BRUSSELS (Reuters) - Tech giants will have to do more to weed out illegal and harmful content while online gatekeepers will be bound by a list of dos and don’ts under new rules aimed at reining in their power, Europe’s antitrust chief said on Thursday.
European Competition Commissioner Margrethe Vestager also proposed new powers for enforcers to tackle market failures in digital markets and to stop new ones from emerging.
Under the proposed Digital Services Act, online platforms will have to check sellers’ identities before they can use their services in a move aimed at countering illegal and dangerous content.
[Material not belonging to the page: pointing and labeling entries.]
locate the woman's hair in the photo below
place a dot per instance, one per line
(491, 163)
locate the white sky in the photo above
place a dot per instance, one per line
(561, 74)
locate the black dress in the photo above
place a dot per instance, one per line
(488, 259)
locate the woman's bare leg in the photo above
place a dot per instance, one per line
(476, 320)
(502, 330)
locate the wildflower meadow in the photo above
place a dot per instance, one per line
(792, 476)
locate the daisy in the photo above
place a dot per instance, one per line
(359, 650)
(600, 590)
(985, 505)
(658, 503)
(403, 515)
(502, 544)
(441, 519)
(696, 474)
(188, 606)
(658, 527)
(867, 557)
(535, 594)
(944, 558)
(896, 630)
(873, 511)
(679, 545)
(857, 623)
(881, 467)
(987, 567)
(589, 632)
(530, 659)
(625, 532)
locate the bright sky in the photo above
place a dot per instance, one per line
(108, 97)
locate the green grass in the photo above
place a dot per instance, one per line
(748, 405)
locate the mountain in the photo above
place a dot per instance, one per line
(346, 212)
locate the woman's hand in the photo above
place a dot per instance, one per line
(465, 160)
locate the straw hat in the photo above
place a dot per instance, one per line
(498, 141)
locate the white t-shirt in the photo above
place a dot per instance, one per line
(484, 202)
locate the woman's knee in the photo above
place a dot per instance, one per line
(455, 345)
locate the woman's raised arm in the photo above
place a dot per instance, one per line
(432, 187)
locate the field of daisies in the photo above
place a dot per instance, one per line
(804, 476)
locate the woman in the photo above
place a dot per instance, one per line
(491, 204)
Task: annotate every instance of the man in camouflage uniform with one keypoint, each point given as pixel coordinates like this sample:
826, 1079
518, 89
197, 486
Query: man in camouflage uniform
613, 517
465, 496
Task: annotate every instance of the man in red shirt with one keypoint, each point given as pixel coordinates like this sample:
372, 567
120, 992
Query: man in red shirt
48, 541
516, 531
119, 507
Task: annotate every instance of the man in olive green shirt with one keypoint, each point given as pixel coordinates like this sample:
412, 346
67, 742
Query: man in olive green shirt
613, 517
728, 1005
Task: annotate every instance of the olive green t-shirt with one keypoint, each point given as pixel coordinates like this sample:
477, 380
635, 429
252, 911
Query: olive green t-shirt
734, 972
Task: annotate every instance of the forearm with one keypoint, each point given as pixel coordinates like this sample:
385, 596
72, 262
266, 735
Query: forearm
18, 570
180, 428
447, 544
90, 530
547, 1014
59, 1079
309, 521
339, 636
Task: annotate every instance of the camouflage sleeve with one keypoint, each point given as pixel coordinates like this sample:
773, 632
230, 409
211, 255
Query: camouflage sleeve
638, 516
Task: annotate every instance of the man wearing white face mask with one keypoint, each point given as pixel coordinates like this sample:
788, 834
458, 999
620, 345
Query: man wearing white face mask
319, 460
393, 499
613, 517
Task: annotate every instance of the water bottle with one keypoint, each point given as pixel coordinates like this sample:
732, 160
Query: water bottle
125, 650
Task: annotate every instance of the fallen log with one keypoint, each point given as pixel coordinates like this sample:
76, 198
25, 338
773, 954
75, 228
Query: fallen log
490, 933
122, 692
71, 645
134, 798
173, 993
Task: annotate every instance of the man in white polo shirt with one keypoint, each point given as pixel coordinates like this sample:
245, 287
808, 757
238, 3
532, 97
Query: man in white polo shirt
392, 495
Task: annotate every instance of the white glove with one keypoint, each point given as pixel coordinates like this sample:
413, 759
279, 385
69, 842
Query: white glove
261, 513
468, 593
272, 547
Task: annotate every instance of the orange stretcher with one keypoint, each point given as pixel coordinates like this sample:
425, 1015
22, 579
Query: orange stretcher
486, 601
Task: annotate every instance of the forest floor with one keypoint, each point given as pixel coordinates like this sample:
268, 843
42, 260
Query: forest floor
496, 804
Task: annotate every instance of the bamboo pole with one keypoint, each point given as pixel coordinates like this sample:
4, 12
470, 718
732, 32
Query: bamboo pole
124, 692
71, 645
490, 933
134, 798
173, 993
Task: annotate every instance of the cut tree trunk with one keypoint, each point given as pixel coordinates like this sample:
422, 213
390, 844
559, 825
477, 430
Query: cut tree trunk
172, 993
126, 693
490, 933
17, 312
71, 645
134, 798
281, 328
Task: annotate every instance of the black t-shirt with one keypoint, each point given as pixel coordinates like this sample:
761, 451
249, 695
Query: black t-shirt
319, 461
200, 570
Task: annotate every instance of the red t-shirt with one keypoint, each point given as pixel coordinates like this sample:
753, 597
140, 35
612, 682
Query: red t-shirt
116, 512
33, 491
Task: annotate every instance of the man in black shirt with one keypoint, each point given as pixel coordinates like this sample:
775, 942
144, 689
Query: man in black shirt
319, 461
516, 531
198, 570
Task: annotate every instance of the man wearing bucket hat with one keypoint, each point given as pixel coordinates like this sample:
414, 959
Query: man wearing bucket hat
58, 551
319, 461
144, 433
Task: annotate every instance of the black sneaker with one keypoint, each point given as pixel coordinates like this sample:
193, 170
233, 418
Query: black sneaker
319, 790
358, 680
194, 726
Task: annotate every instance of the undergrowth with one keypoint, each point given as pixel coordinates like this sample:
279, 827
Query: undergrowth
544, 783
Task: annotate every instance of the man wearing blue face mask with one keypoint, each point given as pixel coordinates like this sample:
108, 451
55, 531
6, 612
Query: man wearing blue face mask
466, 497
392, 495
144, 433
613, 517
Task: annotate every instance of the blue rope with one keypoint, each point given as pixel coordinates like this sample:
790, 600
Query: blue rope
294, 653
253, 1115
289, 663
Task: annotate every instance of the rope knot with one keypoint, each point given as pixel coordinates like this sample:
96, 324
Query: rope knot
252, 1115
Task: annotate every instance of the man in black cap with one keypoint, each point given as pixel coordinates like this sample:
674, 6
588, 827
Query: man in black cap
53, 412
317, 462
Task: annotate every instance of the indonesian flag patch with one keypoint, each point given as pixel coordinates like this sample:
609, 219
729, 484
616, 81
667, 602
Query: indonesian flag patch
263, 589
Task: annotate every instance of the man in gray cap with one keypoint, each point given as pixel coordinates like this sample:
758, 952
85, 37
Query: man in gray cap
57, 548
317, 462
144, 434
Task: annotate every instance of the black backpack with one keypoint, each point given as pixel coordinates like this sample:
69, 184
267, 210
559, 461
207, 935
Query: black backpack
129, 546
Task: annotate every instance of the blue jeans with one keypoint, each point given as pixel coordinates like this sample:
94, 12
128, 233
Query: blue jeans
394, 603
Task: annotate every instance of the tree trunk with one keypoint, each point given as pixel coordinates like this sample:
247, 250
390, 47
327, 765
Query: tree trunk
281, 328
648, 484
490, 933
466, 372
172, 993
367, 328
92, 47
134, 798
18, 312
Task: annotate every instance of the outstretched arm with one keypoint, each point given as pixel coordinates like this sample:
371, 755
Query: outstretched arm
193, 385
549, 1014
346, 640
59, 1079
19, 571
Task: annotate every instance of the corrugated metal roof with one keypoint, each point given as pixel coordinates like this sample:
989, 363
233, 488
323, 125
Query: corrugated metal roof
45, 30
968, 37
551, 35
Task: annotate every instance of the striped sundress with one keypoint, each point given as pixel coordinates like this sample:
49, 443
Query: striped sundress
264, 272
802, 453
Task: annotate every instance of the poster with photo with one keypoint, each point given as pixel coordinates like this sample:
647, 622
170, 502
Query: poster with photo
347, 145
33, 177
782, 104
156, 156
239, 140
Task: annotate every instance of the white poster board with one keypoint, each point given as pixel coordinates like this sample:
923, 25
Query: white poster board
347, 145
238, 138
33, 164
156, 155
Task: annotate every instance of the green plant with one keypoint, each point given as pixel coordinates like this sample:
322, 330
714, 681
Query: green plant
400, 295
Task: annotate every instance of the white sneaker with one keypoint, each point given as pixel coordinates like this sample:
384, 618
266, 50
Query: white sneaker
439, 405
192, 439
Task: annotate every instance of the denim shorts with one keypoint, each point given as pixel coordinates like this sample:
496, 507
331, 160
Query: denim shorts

The tech companies will have to produce reports on their actions and inform users who pays for the advertisements that they see and why they have been targeted by certain adverts, Vestager said.
The second set of rules called the Digital Markets Act is targeted at online gatekeepers.
“That proposal will have two pillars,” Vestager told a European Policy Center event.
“The first of those pillars will be a clear list of dos and don’ts for big digital gatekeepers, based on our experience with the sorts of behaviour that can stop markets working well.”
Practices not allowed include pushing one’s own services, known as unfair self-preferencing, making it difficult for users to switch platforms or to use more than one service.
Vestager said the second pillar of the Digital Markets Act was to set up a harmonised market investigation framework across the 27-country bloc.
“That would give us a harmonised set of rules that would allow us to investigate certain structural problems in digital markets and, if necessary, we could take action to make these markets contestable and competitive,” she said.
Vestager will announce the new draft rules on Dec. 2. She will need to reconcile her proposal with those from EU countries and the European Parliament before it can become legislation.